While homeownership has long been the American dream, buying a home is not necessarily the best choice for every person or every situation. There are many factors to consider in determining if a home purchase is the right decision for you right now.
Can you Afford It?
If the cost to own a home – mortgage, homeowners insurance and property taxes included – if less than roughly 28% of your gross income and you have few other debt obligations, you can probably afford to buy. Do not underestimate the additional costs of maintenance though. Replacing appliances or paying for a plumber can happen more often than you expect and can eat into your budget quickly. Experts suggest setting aside at least 1% of your home value each year for needed repairs and maintenance.
You will also need to factor in your credit score, the size of your down payment and the interest rate lenders are likely to offer you.
Are Interest Rates in Your Favor?
Mortgage interest rates have varied widely over the last half century.

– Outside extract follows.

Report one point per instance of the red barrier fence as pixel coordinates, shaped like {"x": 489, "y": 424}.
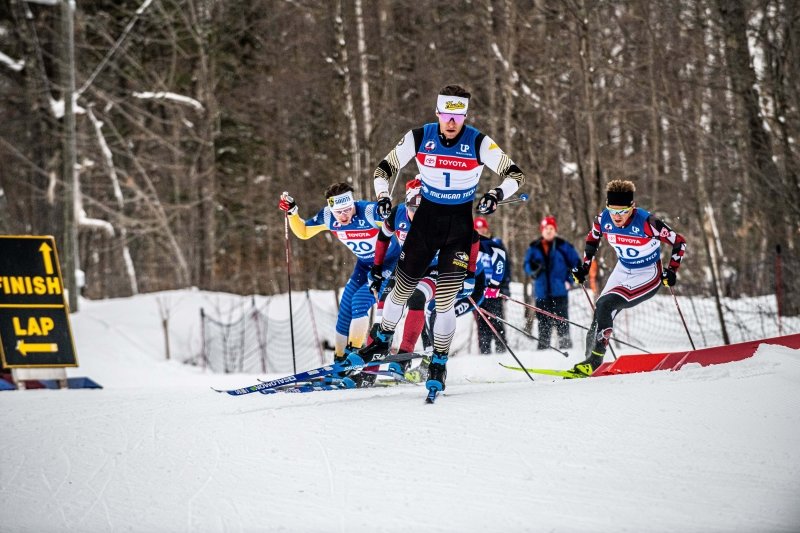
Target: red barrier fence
{"x": 629, "y": 364}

In recent years they have been at or near record lows but are starting to rise again. The difference of just a single percentage point in your mortgage interest rate can mean the difference of tens of thousands of dollars in interest. If current rates are higher than you would like, you have the possibility of paying down the rate by with an upfront fee.
How Long Will You Stay?
Buying typically makes more sense the longer you plan to stay in that home. The closing costs, origination fees and appraisals associated with a mortgage will be more cost effective if you stay in the home for a decade or more versus just a few years. In fact, if you plan to sell within two years of buying, renting is probably a smarter option. On top of the out-of-pocket home loan origination fees, you might also have to pay capital gains taxes.
Additionally, in markets where the average home price is significantly higher than the national average it may take longer for the benefits of homeownership to pay off because of the larger initial cost, but those homes also usually see stronger and faster price appreciation.
Which Situation is Better for Your Taxes?
Until 2018, all mortgage interest and private mortgage insurance premiums were tax deductible.
Now buyers are allowed to deduct interest on the first $750,000 of a mortgage loan and can only deduct up to $10,000 (including property taxes) in state and local taxes. And for those unaffected by those tax changes, the tax deductions are less attractive anyway since the standard deductions have been almost doubled, reducing the need to itemize taxes at all for many homeowners.
Buying your own home can be very rewarding as long as the numbers add up and the timing is right. Renting can also be a great option for saving money and having the freedom to move more often. If you desire to buy, making sure you can afford homeownership and that you understand the associated responsibilities and financial consequences will help you realize your dream the smart way.